# EEG Classification task
 In this notebook we will see how to classify Electroencephalography (EEG) or brain waves by using Deep Learning algorithms. The data set consists of EEG signals of different subjects while sleeping. Particularly, we have to identify 6 different stages of sleepings from these brain waves.


## Data processing

First of all we need to load the data set. For this project we have the possibility to work with two different formats of the same data. [Here](https://drive.google.com/drive/folders/13zpCyXK8pNuuF5Q62N2AbUvu2FuM-0tC?usp=sharing) you can have access to both.

In [0]:
import numpy as np

In [None]:
import pickle

file_spectogram = open('Data_Spectrograms.pkl', 'rb')
data_spectrogram = pickle.load(file_spectogram)
file_raw_signals = open('Data_Raw_signals.pkl', 'rb')
data_raw_signals = pickle.load(file_raw_signals)

After uploading the data.

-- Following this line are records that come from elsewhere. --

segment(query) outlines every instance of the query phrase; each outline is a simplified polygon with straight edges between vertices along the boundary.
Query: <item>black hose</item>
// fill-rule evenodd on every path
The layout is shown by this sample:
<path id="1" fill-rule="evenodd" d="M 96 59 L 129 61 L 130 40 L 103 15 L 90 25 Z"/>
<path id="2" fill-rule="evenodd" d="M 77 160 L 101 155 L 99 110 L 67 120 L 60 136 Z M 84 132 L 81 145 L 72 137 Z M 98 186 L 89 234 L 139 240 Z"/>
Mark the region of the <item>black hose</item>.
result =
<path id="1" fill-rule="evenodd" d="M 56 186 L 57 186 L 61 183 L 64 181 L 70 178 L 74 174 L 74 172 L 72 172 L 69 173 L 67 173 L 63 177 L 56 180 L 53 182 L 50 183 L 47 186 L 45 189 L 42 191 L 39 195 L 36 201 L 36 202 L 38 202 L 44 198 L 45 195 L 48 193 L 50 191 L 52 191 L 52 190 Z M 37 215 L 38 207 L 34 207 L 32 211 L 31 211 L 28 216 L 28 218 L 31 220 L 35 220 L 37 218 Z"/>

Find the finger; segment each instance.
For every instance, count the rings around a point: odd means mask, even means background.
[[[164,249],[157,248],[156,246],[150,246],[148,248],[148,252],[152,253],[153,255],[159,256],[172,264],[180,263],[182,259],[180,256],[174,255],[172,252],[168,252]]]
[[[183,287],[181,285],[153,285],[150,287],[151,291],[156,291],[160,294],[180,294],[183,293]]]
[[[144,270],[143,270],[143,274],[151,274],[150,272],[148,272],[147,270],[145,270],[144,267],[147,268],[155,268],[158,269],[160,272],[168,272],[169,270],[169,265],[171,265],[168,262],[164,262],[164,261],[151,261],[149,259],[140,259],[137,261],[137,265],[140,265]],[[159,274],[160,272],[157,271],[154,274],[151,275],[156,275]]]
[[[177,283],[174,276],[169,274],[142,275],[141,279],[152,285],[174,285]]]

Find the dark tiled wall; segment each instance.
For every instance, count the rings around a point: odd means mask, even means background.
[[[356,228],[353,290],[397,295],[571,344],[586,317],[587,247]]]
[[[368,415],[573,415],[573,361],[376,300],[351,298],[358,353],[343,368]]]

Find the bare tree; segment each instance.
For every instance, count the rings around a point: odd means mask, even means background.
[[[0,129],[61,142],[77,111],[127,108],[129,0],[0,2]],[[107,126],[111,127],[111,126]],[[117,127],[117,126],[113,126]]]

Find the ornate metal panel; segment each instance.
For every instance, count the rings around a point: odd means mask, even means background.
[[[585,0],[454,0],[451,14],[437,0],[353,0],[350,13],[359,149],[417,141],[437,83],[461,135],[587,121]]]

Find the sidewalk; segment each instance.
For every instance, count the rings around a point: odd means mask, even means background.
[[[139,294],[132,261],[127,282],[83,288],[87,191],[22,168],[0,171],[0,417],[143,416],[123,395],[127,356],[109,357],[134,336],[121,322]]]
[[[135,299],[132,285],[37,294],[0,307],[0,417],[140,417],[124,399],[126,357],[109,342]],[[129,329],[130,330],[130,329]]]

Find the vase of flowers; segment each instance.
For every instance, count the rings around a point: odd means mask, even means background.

Let's have a look a little bit closer at these data sets. For both, The data-set consists of EEG sequences of 3000-time steps each and coming from two electrode locations on the head (Fpz-Cz and Pz-Oz) sampled at 100 Hz. That means that each sample con- tains two signals of 3000 samples and that those samples correspond to 30 seconds of recording. More in details:



*   **Data_Raw_signals.pkl** contains the sequences and the corresponding labels as two array [sequences, labels].
*   **Data_Spectrograms.pkl** contains the spectrograms of the sequences and the correspond- ing labels as two array [spectrograms, labels].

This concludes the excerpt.